Tactics are easier to understand and easier to talk about.

It’s infinitely easier to slap a few catchy bullet points on your page than it is to actually take the time to understand your prospect.

But if the catchy bullets don’t resonate with your prospect, then they’re limp and dead in the water.

Empathy is a strategy and it’s harder to teach strategy than it is to teach tactics.

Everyone loves tactics because tactics are easy to talk about. Tactics are easy to value, because they are clear-cut. Bullet points, headline formulas and guarantees are all straightforward tactics that anyone can put into practice immediately.

But empathizing with the customer… how the hell do you do that?

Sounds cheesy, doesn’t it?

“I feel ya… man…”.

I’ve made the tactics mistake before.

Without empathy, you end up selling something to someone who doesn’t want what you’re selling.

Empathy isn’t complicated.

It’s just about giving people what they want.

Not telling them what they should want (ie. what most sales copy does).

GIVING them what they want.

There’s a big difference.

And this brings us to another, equally applicable definition of marketing:

Marketing is about connecting a group of people with what they want.

Marketing is the slippery slope you build between your prospect and the thing that will solve his problem.

That’s all.

So the first step, before you do anything else, is to find out what people want.

Then, your job is simple – connect your prospect with what he or she wants.

Once you know what they want, you have your offer… and since it’s based in empathy, it’s a damn good offer, because you know exactly what people want.

Here’s the great thing about great offers (and empathy):

  • With a great offer, you can have bad copy and still make money.
  • With a poor offer, even great copy won’t make it sell.

Use empathy to infuse your marketing with power.

That’s The Philosophy… But How The Heck Do You Apply It?

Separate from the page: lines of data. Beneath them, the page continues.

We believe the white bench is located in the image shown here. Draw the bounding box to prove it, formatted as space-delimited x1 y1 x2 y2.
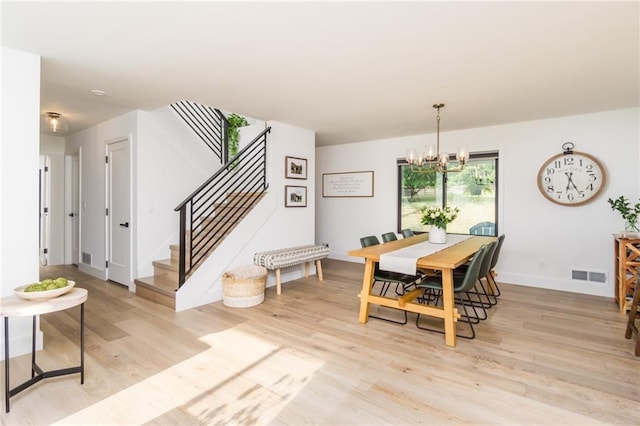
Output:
253 244 330 294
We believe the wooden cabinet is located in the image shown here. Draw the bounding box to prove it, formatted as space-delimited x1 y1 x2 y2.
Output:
614 235 640 312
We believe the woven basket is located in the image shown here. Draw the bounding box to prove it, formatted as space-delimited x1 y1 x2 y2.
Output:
222 265 267 308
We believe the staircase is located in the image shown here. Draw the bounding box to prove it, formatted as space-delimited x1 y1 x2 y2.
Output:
134 191 265 308
134 101 270 310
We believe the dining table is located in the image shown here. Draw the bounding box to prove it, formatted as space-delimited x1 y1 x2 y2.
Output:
348 233 495 347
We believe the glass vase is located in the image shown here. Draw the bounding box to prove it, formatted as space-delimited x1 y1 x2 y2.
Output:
625 220 639 233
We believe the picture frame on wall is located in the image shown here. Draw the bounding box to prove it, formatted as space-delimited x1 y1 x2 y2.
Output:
285 156 307 180
285 185 307 207
322 170 375 197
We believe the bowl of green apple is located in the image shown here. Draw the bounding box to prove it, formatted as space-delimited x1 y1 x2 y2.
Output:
14 277 75 300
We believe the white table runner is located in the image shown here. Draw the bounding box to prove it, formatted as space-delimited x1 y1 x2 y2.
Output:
379 235 471 275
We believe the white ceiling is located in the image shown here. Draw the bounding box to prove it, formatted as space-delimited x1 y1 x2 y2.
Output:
2 1 639 146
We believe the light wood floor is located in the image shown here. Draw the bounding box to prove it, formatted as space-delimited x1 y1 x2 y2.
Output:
1 259 639 425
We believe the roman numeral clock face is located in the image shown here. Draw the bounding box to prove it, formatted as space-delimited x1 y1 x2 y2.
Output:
537 150 606 206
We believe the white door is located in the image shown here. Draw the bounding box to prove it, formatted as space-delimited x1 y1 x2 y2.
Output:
39 156 50 266
106 138 131 286
71 153 80 265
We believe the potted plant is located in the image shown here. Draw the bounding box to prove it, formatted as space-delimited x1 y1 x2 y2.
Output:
608 195 640 232
420 205 460 243
227 113 249 159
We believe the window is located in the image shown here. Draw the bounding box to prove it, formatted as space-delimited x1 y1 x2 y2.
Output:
397 151 498 236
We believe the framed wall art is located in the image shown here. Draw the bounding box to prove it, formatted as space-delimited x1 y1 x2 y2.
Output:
322 171 374 198
285 185 307 207
285 156 307 180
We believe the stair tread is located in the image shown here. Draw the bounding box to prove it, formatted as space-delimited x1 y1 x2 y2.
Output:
135 276 177 297
152 258 178 271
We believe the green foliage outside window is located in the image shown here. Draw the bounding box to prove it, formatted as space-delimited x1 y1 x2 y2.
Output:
402 168 436 200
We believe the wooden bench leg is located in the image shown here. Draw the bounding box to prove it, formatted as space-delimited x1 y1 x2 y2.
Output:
268 257 327 295
276 269 282 295
316 260 324 281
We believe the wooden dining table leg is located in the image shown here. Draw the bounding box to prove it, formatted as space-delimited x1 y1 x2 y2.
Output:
441 268 457 347
358 259 375 323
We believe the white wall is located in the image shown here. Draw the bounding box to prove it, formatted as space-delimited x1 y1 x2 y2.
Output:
1 47 41 359
316 108 640 298
146 106 222 177
66 112 138 281
40 134 66 265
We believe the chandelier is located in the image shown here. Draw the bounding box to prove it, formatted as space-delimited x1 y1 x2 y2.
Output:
406 103 468 173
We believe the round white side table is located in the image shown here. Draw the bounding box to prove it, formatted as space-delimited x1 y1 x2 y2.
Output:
1 287 88 413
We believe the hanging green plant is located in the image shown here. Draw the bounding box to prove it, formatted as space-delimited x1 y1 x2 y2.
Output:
227 113 249 159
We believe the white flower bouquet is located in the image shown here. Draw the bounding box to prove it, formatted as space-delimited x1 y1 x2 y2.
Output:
420 205 460 229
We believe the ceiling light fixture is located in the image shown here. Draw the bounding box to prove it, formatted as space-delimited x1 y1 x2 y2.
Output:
45 111 68 133
91 89 106 96
406 103 468 173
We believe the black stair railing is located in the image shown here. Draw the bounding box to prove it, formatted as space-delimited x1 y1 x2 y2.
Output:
174 127 271 287
170 100 230 163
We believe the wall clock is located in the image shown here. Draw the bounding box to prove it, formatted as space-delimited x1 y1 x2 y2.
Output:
537 142 606 206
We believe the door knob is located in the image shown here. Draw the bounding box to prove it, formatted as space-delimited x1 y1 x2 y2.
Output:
69 213 75 217
119 222 129 228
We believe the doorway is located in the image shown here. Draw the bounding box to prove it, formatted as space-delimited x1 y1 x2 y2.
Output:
64 151 81 265
106 137 131 287
71 153 80 264
39 155 50 266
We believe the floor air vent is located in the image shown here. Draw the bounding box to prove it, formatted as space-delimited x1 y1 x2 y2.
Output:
571 269 606 283
572 269 588 281
82 252 92 265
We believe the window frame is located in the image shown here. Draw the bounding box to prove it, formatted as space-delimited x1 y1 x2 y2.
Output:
396 151 499 236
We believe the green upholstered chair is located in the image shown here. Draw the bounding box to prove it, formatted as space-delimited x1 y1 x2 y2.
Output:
381 232 398 243
487 234 505 297
415 244 490 339
457 235 505 305
359 235 421 325
400 229 415 238
454 240 498 311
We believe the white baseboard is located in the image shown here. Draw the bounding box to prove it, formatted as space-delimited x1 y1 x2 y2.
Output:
78 263 107 280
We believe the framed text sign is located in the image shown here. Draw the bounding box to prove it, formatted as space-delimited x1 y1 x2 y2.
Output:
322 171 374 198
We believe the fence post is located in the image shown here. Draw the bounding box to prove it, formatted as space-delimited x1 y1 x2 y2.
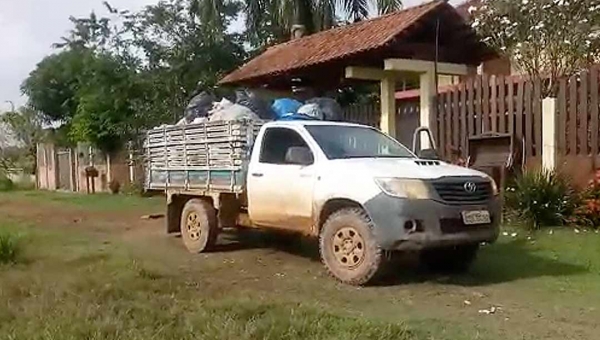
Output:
542 97 557 171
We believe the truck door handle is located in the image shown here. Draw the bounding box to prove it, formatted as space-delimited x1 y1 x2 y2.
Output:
251 173 263 177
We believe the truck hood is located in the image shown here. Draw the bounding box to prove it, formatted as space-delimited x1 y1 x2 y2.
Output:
324 158 488 180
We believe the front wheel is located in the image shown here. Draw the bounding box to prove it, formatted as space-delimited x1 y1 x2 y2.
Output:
420 244 479 273
319 208 384 285
180 199 218 253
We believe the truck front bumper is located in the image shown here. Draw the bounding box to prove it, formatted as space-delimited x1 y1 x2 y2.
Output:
363 194 501 251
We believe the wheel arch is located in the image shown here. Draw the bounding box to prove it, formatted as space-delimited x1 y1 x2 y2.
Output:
317 198 368 233
166 193 215 234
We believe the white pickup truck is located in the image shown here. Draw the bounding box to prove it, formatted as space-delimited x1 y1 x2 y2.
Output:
145 120 500 285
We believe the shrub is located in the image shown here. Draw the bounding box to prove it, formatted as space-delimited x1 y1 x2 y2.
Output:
0 174 14 192
505 170 577 229
571 170 600 228
121 181 143 196
0 230 21 264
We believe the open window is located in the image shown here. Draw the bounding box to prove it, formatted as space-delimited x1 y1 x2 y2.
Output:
259 128 314 165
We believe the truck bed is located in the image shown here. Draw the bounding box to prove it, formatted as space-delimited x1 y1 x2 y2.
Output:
144 120 263 193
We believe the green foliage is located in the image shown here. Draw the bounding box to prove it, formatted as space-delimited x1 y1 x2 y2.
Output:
505 170 577 229
121 181 144 196
0 230 21 264
570 170 600 228
0 173 14 192
21 49 88 123
472 0 600 95
1 107 47 173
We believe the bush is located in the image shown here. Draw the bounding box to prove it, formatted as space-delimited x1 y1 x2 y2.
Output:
121 181 143 196
0 174 14 192
0 230 21 264
571 170 600 228
505 170 577 229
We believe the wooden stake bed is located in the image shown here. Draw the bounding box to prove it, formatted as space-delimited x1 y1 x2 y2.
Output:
143 120 264 193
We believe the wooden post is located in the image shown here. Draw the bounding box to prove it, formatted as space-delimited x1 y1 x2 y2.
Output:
380 76 396 138
542 97 557 171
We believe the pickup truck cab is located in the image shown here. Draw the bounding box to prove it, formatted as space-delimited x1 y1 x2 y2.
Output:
160 120 500 285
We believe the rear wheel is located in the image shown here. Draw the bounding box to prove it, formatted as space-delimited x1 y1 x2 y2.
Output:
180 199 218 253
420 244 479 273
319 208 384 285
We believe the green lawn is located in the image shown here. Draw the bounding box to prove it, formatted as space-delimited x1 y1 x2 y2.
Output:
0 191 599 339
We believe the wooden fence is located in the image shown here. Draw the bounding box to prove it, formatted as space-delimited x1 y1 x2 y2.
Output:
341 68 600 183
557 67 600 157
434 75 543 164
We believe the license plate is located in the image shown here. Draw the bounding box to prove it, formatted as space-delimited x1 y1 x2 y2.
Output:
461 210 491 225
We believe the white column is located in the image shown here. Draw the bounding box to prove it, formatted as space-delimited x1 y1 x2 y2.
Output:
419 70 436 149
542 97 557 171
380 76 396 138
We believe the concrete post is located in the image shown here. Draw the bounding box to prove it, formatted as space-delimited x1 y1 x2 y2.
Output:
542 97 557 171
380 76 396 138
419 70 436 149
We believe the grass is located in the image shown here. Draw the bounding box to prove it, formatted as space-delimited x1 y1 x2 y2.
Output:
0 228 21 264
1 191 600 339
0 221 419 340
1 190 163 213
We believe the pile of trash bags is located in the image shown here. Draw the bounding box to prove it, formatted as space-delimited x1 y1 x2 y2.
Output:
169 88 343 128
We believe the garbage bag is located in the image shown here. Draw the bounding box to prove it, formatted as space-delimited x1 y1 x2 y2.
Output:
296 103 324 120
184 91 215 122
271 98 303 119
235 89 274 120
306 97 342 121
209 103 261 122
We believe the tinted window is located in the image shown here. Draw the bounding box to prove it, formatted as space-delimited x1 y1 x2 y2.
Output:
305 125 414 160
259 128 314 164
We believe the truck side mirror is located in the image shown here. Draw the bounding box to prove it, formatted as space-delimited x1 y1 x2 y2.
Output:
285 146 314 166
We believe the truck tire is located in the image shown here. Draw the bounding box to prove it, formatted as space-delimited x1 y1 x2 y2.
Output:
420 244 479 273
180 199 218 253
319 208 384 285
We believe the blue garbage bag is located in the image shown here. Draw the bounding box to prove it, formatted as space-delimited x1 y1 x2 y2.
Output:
271 98 302 119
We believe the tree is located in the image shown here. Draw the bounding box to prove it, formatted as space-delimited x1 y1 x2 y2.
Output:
0 107 46 173
70 52 142 153
21 49 89 123
22 0 247 153
191 0 403 47
472 0 600 95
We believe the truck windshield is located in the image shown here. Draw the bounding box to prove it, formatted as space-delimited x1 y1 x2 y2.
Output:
305 125 415 160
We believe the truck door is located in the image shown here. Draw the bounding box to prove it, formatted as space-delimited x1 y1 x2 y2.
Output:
247 127 317 231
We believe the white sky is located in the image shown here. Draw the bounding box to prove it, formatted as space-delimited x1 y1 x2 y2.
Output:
0 0 463 112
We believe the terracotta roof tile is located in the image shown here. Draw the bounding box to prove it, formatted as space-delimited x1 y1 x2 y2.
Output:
220 0 447 85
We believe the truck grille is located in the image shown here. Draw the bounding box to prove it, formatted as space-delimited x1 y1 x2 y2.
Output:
431 177 493 204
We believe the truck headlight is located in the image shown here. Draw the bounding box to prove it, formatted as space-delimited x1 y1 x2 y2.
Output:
374 178 433 199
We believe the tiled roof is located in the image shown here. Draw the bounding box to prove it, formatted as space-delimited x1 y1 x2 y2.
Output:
219 0 448 85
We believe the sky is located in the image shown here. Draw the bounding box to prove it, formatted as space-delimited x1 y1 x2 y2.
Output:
0 0 462 113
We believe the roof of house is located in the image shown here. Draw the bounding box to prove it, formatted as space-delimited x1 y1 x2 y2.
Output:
220 0 492 88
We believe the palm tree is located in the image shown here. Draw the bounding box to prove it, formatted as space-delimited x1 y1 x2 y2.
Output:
191 0 403 46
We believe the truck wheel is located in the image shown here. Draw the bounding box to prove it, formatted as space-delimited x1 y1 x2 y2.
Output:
180 199 218 253
319 208 384 285
420 244 479 273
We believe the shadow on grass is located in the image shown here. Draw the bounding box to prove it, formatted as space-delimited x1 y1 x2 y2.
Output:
213 230 587 286
379 239 587 287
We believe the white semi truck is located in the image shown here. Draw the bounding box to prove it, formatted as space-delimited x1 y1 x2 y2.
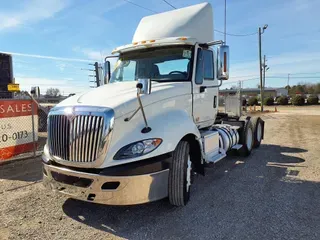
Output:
43 2 264 206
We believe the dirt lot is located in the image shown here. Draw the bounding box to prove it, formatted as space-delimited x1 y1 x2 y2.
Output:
1 107 320 240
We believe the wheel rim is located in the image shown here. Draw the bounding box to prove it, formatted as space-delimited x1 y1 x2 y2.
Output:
247 128 253 151
257 122 262 142
186 155 192 192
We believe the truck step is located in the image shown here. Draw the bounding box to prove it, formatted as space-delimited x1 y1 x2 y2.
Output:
231 144 242 150
206 152 227 163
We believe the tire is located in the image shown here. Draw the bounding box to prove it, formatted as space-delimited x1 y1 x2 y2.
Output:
168 141 193 206
250 117 263 148
238 117 254 157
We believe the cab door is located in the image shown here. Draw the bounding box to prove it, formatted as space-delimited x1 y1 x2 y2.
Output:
192 46 219 129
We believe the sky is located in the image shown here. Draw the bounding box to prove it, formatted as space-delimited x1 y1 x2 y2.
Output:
1 0 320 94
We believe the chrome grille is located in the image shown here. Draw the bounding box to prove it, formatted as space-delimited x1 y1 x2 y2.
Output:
48 114 104 162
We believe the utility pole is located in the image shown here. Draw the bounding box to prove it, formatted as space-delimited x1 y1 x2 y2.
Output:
263 55 266 90
287 73 290 87
258 24 268 112
259 27 263 111
87 62 102 87
224 0 227 43
262 55 269 88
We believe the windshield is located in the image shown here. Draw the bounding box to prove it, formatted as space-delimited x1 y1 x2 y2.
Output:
110 46 193 83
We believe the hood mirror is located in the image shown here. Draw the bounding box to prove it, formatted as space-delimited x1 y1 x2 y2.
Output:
137 78 151 95
217 45 229 80
132 78 151 133
104 61 111 84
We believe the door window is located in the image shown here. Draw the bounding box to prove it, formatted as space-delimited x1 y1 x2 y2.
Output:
203 50 214 80
195 49 214 85
195 49 204 84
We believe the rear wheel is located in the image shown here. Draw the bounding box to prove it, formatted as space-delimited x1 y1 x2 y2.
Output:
238 118 254 157
250 117 263 148
169 141 193 206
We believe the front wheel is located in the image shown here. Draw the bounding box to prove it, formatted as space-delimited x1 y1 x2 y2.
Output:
168 141 193 206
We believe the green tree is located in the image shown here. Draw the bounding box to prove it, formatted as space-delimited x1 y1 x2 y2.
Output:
277 96 289 105
45 88 61 98
315 83 320 94
292 95 305 106
307 95 319 105
263 96 274 106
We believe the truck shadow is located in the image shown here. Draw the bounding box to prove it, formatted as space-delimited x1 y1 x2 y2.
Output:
62 144 320 239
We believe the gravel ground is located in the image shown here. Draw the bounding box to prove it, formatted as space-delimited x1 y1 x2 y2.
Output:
1 110 320 240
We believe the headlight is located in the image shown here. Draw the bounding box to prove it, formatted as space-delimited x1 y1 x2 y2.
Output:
114 138 162 160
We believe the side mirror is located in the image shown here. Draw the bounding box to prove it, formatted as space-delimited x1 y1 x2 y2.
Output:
217 45 229 80
104 61 111 84
137 79 151 95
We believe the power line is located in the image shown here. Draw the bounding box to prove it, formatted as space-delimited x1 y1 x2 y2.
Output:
214 29 257 36
162 0 176 9
232 73 320 79
1 51 92 62
288 72 320 75
224 78 260 84
267 76 320 79
123 0 158 13
226 76 320 84
232 74 260 78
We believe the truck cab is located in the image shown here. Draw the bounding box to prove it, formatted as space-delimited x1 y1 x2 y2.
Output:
43 2 264 206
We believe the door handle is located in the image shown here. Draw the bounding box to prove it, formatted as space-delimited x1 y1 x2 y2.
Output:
213 96 217 108
200 86 207 93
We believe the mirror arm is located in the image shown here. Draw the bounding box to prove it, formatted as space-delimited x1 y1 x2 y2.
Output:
200 80 223 91
124 106 141 122
125 82 151 133
104 55 119 61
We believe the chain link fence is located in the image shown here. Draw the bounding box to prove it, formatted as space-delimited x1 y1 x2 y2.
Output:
0 91 48 162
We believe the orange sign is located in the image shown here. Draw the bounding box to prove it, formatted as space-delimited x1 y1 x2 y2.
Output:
0 100 38 160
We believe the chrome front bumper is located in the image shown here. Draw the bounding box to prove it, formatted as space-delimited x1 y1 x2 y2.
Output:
43 162 169 205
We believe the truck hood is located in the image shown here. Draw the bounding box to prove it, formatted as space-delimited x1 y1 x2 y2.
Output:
56 81 191 118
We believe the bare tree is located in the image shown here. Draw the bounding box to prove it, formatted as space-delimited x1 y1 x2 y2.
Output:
45 88 61 98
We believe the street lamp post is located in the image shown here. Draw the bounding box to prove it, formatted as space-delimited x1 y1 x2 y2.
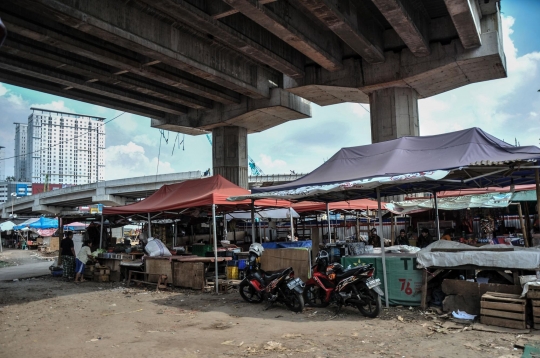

This is all fine and dandy, but the real magic happens when you apply it.

Here are 4 things I like to do.

1. Forget tactics, at least in the beginning.

I explain this above. If you want to make a lot of money, stop thinking tactically.

Think strategically… with empathy being the underlying strategy that makes marketing work.

2. Ask the question, “What do people actually want?”

Put a piece of paper in front of you. Or open up a text editor on your computer.

Then brainstorm. What do people want? What problems do they have and how can you solve them?

Remember, empathize with your customer. How do they feel? What are their wants, needs, dreams and desires?

3. The 3-Question Survey

Have a list? Create a survey in Google Docs (it’s free) and send the following three questions to your list:

  1. What is the end result that you want to achieve?
  2. What is your biggest fear in attaining this goal?
  3. Is there a timeline you’d like to achieve that result?

Create a free PDF, audio or video and tell them they’ll get it when they complete the survey.

A month ago, I sent this exact survey to my list. I received almost 150 responses. At the end of the free PDF I gave for completing the survey, I provided a link to a relevant product. I made three sales.

The survey created valuable market data (150 responses) and $150 in revenue… and it took one or two hours to create. Not bad.

4. The Facts, Benefits, Offer Formula

I use this formula before writing a sales letter.

  1. Make a comprehensive list of facts about the product.
  2. Turn as many of those facts into benefits.
  3. Create a compelling offer.

I wrote a full post about this here.

. . .

This is what I have been thinking about lately. I like to break things down to their simplest form. Obviously, marketing is much more than just understanding what people want. But broken down to the basic principle… the fundamental idea…

Marketing = Empathy

Marketing is about understanding what people want… and giving it to them.